Many thousands of years later, a crazy arse sith lord, Darth Kryat, found his Holocron, and tried figuring out the ways of the Joint, and discover the missing Joint of all Joints, in the Walmart museum, lost in Korriban's big big big deserts
Nihilus was a weird weirdo, which was not unusual for their species. Unlike his species, he had a preference for marijuana. He was a Rastafarian, so he felt it was his duty to smoke as much weed as he could. He hurt so bad for it, he was driven to have relations with a Elder weirdo's wife to get some! Anyway, he was willing to do anything for dope, even get smart-mouthed by Mission Vao, whom Revan would refer to someday as a snot-nosed punk and an urchin. When the Exile ordered her pawn Bao-Dur to activate the devastating PWNage machine, he became human, though he still retained his weirdo dread-locked hair. He hated The Hag, but since she offered to teach him how to get high by PWNing with the Force, he had no choice.
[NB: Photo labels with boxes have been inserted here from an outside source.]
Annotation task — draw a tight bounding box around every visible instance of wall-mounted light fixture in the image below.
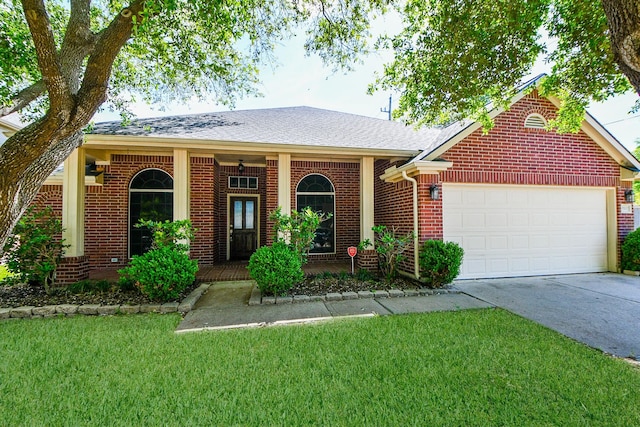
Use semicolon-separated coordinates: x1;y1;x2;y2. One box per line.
624;188;636;203
429;184;440;200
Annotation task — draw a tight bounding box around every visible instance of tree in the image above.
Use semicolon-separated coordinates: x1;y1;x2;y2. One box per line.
0;0;387;251
371;0;640;132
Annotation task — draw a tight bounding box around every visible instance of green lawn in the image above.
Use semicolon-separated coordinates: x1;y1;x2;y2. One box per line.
0;309;640;426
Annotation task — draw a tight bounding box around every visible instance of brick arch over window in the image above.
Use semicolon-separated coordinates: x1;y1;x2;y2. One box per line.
296;173;336;254
129;168;173;257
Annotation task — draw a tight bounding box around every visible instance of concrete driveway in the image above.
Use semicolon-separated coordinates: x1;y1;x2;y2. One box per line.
455;273;640;359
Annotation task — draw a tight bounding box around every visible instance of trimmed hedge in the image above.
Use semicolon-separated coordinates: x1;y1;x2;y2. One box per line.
248;242;304;295
420;240;464;288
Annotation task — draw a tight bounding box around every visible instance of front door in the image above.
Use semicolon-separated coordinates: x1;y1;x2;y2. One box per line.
229;197;258;260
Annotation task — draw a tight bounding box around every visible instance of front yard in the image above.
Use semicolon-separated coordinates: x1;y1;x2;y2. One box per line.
0;309;640;425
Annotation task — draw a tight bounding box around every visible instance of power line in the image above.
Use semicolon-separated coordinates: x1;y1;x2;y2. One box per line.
604;114;640;126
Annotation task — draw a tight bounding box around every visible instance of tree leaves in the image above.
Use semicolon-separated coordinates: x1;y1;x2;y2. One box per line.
370;0;631;132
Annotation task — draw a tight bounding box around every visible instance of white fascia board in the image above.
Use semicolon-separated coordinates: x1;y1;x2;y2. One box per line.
380;160;453;182
84;135;416;158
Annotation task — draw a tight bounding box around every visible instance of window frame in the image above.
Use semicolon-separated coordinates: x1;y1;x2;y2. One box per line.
127;168;175;259
295;172;337;256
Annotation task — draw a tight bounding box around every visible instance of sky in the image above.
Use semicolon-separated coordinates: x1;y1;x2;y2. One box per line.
94;27;640;151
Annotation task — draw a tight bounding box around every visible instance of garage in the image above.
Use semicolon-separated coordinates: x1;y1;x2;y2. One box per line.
442;183;608;279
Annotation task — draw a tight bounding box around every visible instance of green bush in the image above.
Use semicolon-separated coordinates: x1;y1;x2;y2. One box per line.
269;206;331;264
370;225;414;281
4;206;68;293
420;240;464;288
118;220;198;301
118;246;198;302
621;228;640;271
248;242;304;295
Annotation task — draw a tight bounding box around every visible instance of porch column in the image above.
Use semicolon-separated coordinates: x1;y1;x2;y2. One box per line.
360;157;375;249
173;149;191;221
62;148;85;258
278;154;291;215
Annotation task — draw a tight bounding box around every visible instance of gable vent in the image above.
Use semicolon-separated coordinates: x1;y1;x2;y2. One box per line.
524;114;547;129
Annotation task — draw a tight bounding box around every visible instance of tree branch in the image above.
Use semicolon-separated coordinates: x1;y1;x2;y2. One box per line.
22;0;73;113
76;0;145;126
0;80;47;117
59;0;97;93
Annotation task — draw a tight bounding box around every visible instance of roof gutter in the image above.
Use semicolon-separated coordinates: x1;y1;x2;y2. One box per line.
402;170;420;280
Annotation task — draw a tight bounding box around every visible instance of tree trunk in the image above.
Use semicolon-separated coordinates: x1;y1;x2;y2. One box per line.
0;116;82;253
602;0;640;95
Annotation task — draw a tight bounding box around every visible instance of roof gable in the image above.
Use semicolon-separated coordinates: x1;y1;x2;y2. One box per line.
413;75;640;171
91;107;439;153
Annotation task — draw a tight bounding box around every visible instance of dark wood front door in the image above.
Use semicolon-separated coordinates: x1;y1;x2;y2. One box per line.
229;197;258;260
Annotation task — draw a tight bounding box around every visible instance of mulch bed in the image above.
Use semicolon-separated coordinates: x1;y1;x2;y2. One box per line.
0;284;197;308
0;274;420;308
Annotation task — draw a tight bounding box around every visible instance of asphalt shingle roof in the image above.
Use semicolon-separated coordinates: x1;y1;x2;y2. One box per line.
91;107;441;151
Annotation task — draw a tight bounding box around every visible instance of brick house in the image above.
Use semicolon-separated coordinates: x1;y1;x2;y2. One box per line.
28;79;640;282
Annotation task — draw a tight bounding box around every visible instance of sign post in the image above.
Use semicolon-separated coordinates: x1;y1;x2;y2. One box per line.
347;246;358;275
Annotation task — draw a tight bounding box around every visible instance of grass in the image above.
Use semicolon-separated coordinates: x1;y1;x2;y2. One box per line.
0;309;640;426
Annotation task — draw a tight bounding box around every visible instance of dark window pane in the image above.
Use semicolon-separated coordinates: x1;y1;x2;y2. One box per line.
297;194;335;253
131;169;173;190
129;192;173;256
298;175;333;193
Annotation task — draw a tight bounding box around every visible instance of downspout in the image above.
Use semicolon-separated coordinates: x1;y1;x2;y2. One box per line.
402;171;420;280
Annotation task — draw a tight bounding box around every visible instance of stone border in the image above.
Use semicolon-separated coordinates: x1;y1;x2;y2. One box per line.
0;284;211;320
249;285;461;305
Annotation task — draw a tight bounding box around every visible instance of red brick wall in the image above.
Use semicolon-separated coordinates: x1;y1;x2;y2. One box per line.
430;91;633;270
291;160;360;262
374;160;420;274
441;92;620;186
262;160;278;246
190;157;217;265
217;166;268;261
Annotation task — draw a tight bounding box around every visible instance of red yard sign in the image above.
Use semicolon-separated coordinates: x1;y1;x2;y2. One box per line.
347;246;358;274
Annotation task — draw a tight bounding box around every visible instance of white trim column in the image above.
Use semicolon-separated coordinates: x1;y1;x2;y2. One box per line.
360;157;375;249
173;149;191;221
62;148;85;257
278;154;291;215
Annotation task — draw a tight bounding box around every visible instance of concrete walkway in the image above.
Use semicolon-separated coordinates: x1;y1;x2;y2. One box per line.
176;280;491;332
455;273;640;359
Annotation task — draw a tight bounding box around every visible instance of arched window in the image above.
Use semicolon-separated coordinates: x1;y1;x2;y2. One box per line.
129;169;173;257
524;113;547;129
296;174;336;254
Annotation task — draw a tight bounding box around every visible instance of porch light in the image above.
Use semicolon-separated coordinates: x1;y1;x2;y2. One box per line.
624;188;636;203
429;184;440;200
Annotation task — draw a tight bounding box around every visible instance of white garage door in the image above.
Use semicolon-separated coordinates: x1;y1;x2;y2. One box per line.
442;184;607;279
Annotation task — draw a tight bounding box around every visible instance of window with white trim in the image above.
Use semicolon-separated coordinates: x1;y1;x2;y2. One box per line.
129;169;173;257
228;176;258;190
524;113;547;129
296;174;336;254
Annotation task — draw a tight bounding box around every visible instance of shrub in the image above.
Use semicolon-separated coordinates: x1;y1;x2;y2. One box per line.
4;206;68;294
0;264;15;285
118;220;198;301
269;206;331;264
620;228;640;271
420;240;464;288
119;246;198;302
370;225;414;281
248;242;304;295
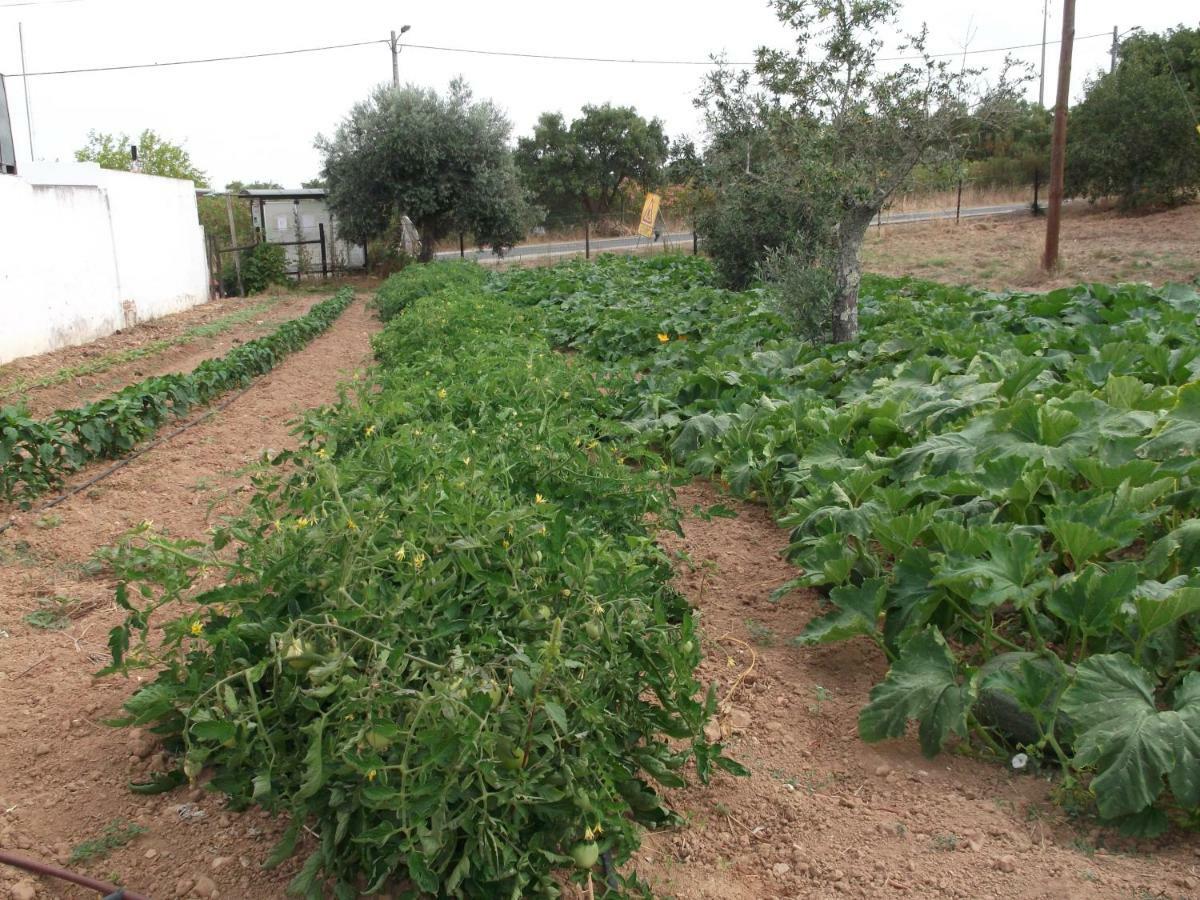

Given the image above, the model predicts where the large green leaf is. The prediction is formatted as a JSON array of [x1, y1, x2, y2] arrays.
[[932, 530, 1052, 610], [858, 628, 976, 756], [796, 578, 888, 646], [1169, 672, 1200, 810], [1134, 576, 1200, 638], [1061, 654, 1180, 818], [1045, 563, 1138, 637]]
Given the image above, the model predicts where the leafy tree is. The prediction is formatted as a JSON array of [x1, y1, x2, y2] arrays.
[[701, 0, 1012, 341], [516, 103, 667, 216], [76, 128, 209, 187], [1066, 29, 1200, 209], [317, 80, 532, 260], [664, 138, 704, 185]]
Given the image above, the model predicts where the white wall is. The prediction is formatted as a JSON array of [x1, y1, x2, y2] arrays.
[[0, 164, 209, 364]]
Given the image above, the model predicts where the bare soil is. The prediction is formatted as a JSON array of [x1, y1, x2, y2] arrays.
[[0, 280, 376, 416], [635, 482, 1200, 900], [863, 202, 1200, 290], [0, 298, 378, 900]]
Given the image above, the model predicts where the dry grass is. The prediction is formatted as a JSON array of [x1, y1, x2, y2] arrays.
[[863, 200, 1200, 290]]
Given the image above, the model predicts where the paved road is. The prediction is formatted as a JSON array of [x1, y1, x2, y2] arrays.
[[437, 203, 1030, 263]]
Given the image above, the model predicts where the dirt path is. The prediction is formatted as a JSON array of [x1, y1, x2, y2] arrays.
[[637, 485, 1200, 900], [0, 284, 374, 416], [0, 295, 378, 900]]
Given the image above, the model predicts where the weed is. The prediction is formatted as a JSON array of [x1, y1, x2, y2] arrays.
[[746, 619, 775, 647], [934, 832, 959, 850], [809, 684, 833, 715], [67, 818, 146, 865]]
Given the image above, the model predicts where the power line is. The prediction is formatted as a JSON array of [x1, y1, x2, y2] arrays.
[[2, 29, 1110, 78]]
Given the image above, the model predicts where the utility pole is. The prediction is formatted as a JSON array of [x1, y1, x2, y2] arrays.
[[1038, 0, 1050, 107], [1042, 0, 1075, 272], [389, 25, 412, 88], [17, 22, 34, 162]]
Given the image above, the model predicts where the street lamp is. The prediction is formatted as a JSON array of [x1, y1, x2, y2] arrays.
[[391, 25, 412, 88]]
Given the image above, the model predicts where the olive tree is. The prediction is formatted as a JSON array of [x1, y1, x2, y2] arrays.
[[317, 80, 532, 260], [1067, 28, 1200, 209], [700, 0, 1013, 341], [516, 103, 667, 223]]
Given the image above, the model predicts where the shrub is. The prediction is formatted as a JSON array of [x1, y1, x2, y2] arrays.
[[235, 241, 289, 296]]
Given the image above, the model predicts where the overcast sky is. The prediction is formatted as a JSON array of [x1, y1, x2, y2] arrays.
[[0, 0, 1196, 187]]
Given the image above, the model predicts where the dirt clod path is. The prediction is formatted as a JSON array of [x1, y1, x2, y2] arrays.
[[0, 298, 378, 900], [636, 484, 1200, 900]]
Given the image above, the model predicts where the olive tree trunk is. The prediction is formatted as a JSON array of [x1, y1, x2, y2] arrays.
[[833, 206, 878, 343]]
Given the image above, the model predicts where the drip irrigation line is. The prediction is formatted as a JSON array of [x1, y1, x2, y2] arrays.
[[0, 379, 257, 534], [0, 850, 150, 900]]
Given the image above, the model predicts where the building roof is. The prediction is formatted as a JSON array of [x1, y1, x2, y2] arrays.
[[238, 187, 329, 200]]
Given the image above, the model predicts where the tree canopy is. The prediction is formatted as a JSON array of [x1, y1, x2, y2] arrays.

NO CHOICE!!! He still managed to find the occasional puff, provided by his Zombie BFF. After he and Zombie nearly PWNed The Hag, they went their separate ways, since he needed more dope, and Zombie aspired to be like Darth Maul.
He was not opposed to prostitution, when he saved Visas Marr, he lent her out to his zombie buddy when he visited Nihilus, for old time's sake. He got mad when the Exile wouldn't pay him for Marr's services. Nihilus was also a pig, leaving ashes and his funky robes around, which he didn't need to wear. He also kept spare masks around, he got his original mask from a drug dealer's skull. That dealer gave him some bad dope. He built a holocron that advised people who could understand his weirdo language some cool ways to get high off the Force, and how to properly smoke a joint. However, no one could understand his language, except for He-who-must-be-obeyed and Revan.
«Power must be used responsibly, Lord Krayt. Not for the Sith, not for anything else… but for MARIJUANA!!!»
―Nihilus' holocron, to Darth Krayt
Darth Nihius used a ultra-kewwl lightsaber, which had a red crystal. The saber was not as kewwl as Revan's however. He fought kinda like Revan's whiny apprentice, the great cry-baby Malak. He used a weird Force power that looked like a orange string which came from his hand and connected to a being, draining their life and making them look all gray. He also used Force choke, which he used primarily to put Marr back in her place. He also used Force lightning, like The Hag's equally-smelly hubbo Palpatine, although he wasn't as happy with it as Palps was. He could also Destroy your planet.